Mass. Eye and Ear patient Caroline Deneen’s story

[alarm beeps] Narrator: Imagine, you wake up in the morning
and you can’t see through your right eye. [background music] Caroline: I was really scared and I didn’t
really know what was happening. Julie: Caroline woke up around 6:15, and her
right eye was swollen, at that time, the size of a butt of a ping pong ball. Caroline: When my mom first saw me, she said,
“What happened?” and she was really scared and confused. Narrator: The Denean family rushed Caroline
to a nearby hospital. Julie: They were pretty overwhelmed with what
they saw. The attending doctor said, “You need to go
into Boston.” Narrator: Caroline was immediately taken to
the Mass. Eye and Ear Emergency Department where she
was seen by ophthalmologist, Dr. Daniel Lefebvre. Julie: He told us that Caroline’s swollen
eye was actually called ocular cellulitis. It was basically the swelling from fluid that
instead of draining down into her sinuses actually went into the eye cavity. Narrator: Doctors went to work immediately,
pediatric otolaryngology, Christopher Hartnick drained the infection in the sinuses while
Dr. Lefebvre did the same for Caroline’s eye, disaster was avoided but a few days later,
Caroline fell ill. The infection had spread to her brain. Dr. Daniel R. Lefebvre: That’s dangerous. When the infection is around the brain, there
is real risk of a seizure, other neurological problems, and does become life threatening. Julie: It needed immediate attention, emergency
surgery. Dr. Lefebvre: Ordinarily to drain an infection
like that from around the brain, an incision would be made across the scalp and that’s
elevated, and a piece of bone is removed from the skull and that allows drainage of the
infection. The problem is that’s a big incision. It just takes time to do it, even time to
repair it, a long time to heal. Narrator: However Dr. Lefebvre felt it was
possible to perform another kind of procedure that was less intrusive, but he wouldn’t know
for sure until he and the neurosurgeon were in the OR. Michael: It was very scary and nerve racking
for me as a father to basically have to turn the keys over to a team of an individuals
and really have no power myself to help the process. Dr. Lefebvre: We made an incision just above
the hair of her eyebrow and that allowed us to get down to the bone, a small drill hole
was made in the bone here. The neurosurgery team came in and they were
able to drain the infection and clean out the area through that small hole.
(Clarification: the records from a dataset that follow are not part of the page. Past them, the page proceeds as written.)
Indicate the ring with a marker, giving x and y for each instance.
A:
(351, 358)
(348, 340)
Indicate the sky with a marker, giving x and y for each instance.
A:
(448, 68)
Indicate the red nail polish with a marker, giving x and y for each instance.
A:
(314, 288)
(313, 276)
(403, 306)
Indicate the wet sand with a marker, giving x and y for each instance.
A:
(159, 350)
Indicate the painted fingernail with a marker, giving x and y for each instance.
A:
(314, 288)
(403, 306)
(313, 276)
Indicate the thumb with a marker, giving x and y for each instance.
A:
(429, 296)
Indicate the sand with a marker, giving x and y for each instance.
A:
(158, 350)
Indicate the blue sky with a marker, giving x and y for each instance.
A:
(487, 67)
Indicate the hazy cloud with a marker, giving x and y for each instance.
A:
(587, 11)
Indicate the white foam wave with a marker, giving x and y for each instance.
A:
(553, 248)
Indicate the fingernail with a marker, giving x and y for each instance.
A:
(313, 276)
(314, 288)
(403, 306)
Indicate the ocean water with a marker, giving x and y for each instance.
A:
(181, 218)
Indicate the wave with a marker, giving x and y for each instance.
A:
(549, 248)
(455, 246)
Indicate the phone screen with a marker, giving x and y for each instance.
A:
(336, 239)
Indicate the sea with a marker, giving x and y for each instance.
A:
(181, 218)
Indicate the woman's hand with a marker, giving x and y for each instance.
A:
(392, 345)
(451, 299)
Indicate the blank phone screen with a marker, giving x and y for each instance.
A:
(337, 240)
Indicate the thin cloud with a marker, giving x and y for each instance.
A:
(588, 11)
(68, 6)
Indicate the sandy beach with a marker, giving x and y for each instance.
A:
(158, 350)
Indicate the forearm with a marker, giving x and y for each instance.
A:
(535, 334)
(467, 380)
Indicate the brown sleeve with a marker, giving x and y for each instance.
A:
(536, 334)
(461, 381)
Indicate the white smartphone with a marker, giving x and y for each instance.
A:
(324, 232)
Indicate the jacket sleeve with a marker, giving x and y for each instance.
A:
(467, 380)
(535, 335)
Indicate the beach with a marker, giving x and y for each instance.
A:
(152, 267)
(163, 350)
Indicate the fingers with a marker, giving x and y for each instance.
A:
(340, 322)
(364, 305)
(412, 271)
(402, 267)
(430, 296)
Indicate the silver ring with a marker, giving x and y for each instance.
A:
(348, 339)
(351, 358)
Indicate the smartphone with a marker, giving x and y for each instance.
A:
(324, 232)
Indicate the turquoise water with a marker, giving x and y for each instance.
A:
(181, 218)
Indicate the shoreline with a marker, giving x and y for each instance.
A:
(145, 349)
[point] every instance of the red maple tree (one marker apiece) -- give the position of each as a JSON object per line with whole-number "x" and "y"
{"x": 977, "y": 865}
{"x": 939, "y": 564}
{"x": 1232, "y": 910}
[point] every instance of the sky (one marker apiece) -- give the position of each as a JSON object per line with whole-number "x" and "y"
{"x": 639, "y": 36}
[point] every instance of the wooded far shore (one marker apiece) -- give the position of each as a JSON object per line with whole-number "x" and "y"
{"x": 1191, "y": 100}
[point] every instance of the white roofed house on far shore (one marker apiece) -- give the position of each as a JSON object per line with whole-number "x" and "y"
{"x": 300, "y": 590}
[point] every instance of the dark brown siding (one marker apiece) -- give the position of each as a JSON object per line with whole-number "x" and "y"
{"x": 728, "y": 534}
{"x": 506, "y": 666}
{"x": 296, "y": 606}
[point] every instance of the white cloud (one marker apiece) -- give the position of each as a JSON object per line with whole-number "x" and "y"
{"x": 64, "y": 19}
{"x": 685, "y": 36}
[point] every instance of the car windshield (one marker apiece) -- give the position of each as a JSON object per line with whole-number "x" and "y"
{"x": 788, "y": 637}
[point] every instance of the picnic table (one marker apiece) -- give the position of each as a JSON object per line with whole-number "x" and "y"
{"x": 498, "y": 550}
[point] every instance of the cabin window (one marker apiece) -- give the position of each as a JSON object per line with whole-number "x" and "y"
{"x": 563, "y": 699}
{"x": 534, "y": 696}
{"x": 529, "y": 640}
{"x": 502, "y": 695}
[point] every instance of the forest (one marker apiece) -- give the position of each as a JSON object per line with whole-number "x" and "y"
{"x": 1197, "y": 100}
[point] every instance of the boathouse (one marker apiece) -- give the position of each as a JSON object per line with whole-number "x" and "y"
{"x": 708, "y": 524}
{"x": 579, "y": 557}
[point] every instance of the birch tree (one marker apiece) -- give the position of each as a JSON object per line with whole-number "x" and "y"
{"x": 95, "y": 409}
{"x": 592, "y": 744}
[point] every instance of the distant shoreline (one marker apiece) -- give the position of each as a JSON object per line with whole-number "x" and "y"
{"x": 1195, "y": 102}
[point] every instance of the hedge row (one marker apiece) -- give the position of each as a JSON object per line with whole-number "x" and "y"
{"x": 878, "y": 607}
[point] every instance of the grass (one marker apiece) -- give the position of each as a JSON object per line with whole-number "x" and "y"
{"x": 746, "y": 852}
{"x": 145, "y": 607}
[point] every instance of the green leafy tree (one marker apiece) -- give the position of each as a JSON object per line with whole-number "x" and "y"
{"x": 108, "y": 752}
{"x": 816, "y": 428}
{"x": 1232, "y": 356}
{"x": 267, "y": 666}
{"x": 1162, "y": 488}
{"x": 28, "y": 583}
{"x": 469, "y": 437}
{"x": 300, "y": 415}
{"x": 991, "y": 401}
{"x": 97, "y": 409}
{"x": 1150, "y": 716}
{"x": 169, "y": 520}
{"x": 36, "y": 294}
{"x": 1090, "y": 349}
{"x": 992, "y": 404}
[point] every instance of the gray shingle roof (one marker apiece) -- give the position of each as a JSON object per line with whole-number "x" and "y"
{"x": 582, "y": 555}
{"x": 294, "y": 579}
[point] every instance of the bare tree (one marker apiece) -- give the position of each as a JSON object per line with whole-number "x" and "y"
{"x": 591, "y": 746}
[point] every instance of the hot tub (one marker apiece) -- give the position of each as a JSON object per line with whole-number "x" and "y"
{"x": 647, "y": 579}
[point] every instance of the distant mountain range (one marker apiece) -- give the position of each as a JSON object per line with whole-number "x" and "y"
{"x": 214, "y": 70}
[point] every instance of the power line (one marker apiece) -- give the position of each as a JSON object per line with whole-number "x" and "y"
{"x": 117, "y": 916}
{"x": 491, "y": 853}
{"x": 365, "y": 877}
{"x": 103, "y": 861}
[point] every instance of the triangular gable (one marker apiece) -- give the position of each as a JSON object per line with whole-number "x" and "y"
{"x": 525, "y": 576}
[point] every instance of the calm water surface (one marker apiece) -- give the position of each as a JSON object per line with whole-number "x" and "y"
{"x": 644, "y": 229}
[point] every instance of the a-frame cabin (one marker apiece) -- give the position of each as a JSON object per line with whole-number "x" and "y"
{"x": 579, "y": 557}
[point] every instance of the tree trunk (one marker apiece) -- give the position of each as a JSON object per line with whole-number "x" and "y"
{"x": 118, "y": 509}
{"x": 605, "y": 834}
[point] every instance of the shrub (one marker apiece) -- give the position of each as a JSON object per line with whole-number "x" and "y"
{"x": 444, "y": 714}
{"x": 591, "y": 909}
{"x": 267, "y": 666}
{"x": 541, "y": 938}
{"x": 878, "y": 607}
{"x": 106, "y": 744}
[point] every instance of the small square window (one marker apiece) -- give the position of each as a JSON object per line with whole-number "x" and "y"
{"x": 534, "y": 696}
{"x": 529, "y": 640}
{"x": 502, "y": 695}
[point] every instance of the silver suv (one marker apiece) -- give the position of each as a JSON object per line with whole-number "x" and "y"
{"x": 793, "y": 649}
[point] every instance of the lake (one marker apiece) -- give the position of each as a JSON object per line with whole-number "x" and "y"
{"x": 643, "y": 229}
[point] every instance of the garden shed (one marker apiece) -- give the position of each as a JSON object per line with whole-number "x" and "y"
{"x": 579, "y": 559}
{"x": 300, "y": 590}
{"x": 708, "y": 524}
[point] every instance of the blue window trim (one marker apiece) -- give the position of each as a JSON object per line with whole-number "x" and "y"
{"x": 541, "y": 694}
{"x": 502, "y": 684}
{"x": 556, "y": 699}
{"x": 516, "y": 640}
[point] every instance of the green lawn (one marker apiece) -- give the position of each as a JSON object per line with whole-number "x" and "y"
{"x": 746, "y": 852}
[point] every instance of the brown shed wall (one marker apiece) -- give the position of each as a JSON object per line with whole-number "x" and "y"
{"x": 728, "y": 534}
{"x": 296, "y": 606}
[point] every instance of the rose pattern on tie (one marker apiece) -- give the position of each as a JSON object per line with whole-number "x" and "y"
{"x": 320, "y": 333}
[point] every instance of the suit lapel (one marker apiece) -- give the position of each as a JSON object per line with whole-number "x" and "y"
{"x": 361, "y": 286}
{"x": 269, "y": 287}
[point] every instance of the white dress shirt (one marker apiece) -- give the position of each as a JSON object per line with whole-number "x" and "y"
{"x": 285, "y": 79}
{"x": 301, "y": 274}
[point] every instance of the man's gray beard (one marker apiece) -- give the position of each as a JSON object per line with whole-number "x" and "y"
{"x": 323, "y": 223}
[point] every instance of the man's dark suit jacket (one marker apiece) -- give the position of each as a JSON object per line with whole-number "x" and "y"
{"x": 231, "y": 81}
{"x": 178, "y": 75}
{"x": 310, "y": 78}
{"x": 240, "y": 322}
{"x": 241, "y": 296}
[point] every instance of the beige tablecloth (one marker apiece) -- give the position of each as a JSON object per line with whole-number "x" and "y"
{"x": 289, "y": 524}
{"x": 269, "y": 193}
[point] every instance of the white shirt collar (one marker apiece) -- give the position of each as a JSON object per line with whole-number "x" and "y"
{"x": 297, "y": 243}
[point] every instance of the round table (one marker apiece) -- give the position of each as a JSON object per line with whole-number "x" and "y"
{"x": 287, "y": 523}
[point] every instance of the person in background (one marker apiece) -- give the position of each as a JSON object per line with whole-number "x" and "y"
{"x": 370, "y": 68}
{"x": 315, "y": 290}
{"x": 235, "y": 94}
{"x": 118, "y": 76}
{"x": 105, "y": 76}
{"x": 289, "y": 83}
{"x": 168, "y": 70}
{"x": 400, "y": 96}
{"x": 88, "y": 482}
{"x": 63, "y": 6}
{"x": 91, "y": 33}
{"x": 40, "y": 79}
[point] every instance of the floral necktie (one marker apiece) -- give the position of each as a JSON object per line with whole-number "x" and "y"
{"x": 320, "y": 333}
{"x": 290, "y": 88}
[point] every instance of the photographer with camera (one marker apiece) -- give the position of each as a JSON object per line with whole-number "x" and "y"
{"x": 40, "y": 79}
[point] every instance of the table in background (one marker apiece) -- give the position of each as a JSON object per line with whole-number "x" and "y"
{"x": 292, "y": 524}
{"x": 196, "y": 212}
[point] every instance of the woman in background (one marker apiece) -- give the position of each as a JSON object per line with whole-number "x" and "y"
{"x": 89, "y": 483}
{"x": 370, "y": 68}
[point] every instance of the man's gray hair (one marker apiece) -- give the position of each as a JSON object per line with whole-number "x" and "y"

The closure was accomplished simply by closing
the soft tissue and the skin here with some stitches. Julie: Two hours later, Caroline was sitting
up in her bed in the hospital and she asked to have her hair washed. Dr. Lefebvre: End result for Caroline is,
if she wanted to, she could forget this ever happened. Julie: I love Dr. Lefebvre. He truly could relate to us. You could see that he cared about my family
just as much as he could care for his own family. Narrator: Dr. Lefebvre is quick to share credit
with his colleagues, like Dr. Hartnick. Dr. Lefebvre: You need to have an eye doctor,
an EMT doctor, a neurosurgeon, pediatric infectious disease specialist, all coming together to
get that result. It’s limited to centers such as Mass. Eye and Ear. Narrator: Today, it’s virtually impossible
to see where Caroline had her surgery. Last year, she showed how grateful she was
for all the hospital did. Caroline: For my birthday, I asked my family
and friends that if they were going to give anything to me for my birthday, to please
make a donation to Mass. Eye and Ear, and they did. Michael: We were touched and we were very
proud as parents to have a 12-year old to make a decision like that. Julie: I have a lot of gratitude for everything
that they did for us during our time at Mass. Eye and Ear, and I do truly feel blessed that
we live so close to such an amazing hospital.